O director geral da Organização Mundial de Saúde (OMS), Tedros Adhanom Ghebreyesus, revelou esta sexta-feira que espera que a pandemia da Covid-19 dure cerca de dois anos, recordando que aconteceu uma situação semelhante com a gripe espanhola de 1918.
Na habitual conferencia de imprensa sobre a evolução da pandemia no mundo, o responsável afirmou que «na nossa situação actual com mais tecnologia, com mais conectividade, o vírus tem mais hipóteses de se alastrar», referiu sublinhando que «ao mesmo tempo temos mais tecnologia e mais conhecimento para o parar».
Tedros disse ainda que «apesar de termos aprendido muito sobre a doença, só temos oito meses de experiência e ainda sabemos pouco sobre o seu futuro a longo prazo». Para o responsável «não é apenas o número de casos ou de óbitos que importa», mas também os cuidados de saúde que em muitos países não estão a ser devidamente assegurados.
O director da OMS sublinhou que apesar de alguns países registarem uma redução no número de infecções e mortes por Covid-19, não quer dizer que podem descansar. «O progresso não significa vitória», sublinha acrescentando que por esse motivo «os países têm de evitar os focos de contágio e a transmissão comunitária».
No que diz respeito a existência de uma vacina, Tedros «considera que esta será «uma ferramenta essencial», contudo «não temos garantias de que tal vai acontecer e mesmo que tenhamos, a vacina não vai acabar com a pandemia por si só», defende sublinhando que «temos de aprender a conviver com o vírus e gerir a situação da melhor maneira».
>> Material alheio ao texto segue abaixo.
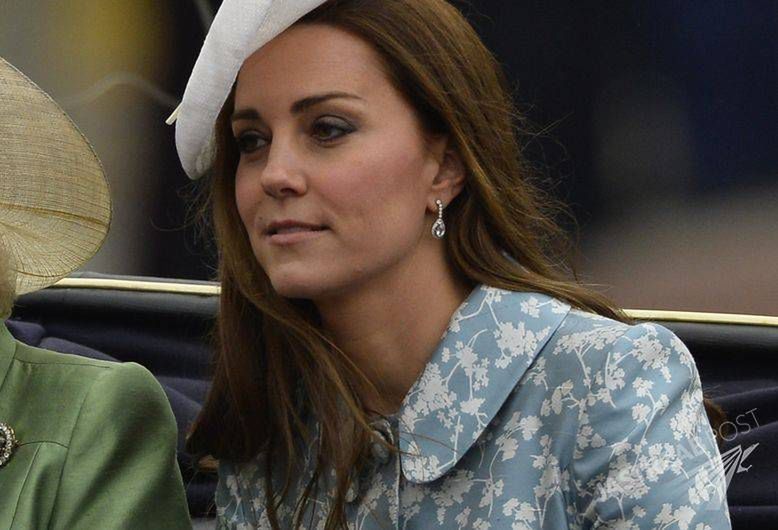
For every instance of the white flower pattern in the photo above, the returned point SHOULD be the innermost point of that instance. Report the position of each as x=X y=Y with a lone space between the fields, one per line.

Para Tedros os lockdowns impostos nos vários países conseguiram travar em alguns casos a propagação do vírus, mas «não são uma solução a longo prazo para qualquer país». «Não temos de escolher entre a vida e a subsistência ou entre a saúde e a economia, essa é uma escolha errada», defende, adiantando que «a saúde e a economia devem andar de mãos dadas».